Ironside ordered out five pieces of French-Russian artillery, a hazardous but necessary move. These guns were set along the snowpacked broad corduroy highway near Verst 18, twelve miles from Obozerskaya, and four miles from the overwhelming force of Bolsheviks. Day and night the old howitzer, with airplane observation, roared defiance at Bolsheozerki and the Russian 75’s barked viciously first at the village positions of the Reds and then at their wood’s artillery and infantry positions which the Reds were pushing forward at this devoted Allied force that stood resolutely between them and Obozerskaya.

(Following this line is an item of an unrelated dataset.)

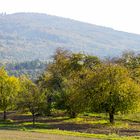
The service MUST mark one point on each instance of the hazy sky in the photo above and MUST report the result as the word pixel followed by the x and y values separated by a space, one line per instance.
pixel 119 14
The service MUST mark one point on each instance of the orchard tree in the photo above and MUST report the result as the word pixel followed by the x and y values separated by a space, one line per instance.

Fresh companies of Americans and Russians relieved those who were shivering and exhausted in the snow camp at Verst 18. Company “C,” 310th Engineers platoon, hastily threw up barricades of logs for the doughboys and before the day of attack, had completed two of the several projected blockhouses. Part of them, who had not been sent back to build the second defense position that now seemed inevitable, were found with the doughboys, rifle in hand, during the desperate days that followed. The company of Yanks who now took over the active defense of this camp, “M” Company, was a resourceful outfit which soon improved its barricades and built brush shelters within which they could conceal their warm fires. By their reputation as fighters and by their optimism they won the spirited support of the green Russian supporting company. And the machine gun crews of Russians who stood with the Americans at the critical front and rear road positions did themselves proud.

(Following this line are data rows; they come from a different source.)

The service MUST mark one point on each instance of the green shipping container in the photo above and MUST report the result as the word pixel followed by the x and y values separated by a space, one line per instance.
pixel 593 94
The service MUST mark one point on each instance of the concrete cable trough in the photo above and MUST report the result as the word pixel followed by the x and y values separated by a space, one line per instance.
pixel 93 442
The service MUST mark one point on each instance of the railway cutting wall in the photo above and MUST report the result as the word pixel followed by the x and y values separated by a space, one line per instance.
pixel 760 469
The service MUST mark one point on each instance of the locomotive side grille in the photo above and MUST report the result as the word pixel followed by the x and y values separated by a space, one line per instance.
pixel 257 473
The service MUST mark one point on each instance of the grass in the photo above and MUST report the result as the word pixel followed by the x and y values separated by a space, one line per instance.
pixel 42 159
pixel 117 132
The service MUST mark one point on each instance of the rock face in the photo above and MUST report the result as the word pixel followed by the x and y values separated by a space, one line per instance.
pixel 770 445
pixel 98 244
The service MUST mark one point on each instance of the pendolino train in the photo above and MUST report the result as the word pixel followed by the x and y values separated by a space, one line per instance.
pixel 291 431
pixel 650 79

Every day made the Verst 18 position less hazardous. The Reds made a mistake in waiting to mass up a huge force, seven thousand—their prisoners and their own newspapers afterward admitted. If they had struck quickly after March 23rd the Allied force would have soon been out of ammunition and been compelled to retire. But during the days devoted to massing up the Red forces and working around through the deep snow to attack the rear of the Verst 18 camp, the Allied force of two hundred Americans and four hundred Allied troops, mostly Russians, were stocked up with food and munitions and artillery shells sufficient to stand against a desperate, continuous onslaught. And they did.
Came then the three days’ continuous attack by the enemy in his determined attempt to gain possession of the road so as to be able to move his artillery over it to attack Obozerskaya. His men could travel light through the woods on skiis but to get artillery and the heavy munitions across he must have that one road. He must first dispose of the stubborn force in the road at Verst 18. For this attack, he used three regiments. The 2nd Moscow, whose Commissar we took prisoner the first day; the 90th Saratov whose commanding officer was shot from his white horse the second day; and the 2nd Kasan.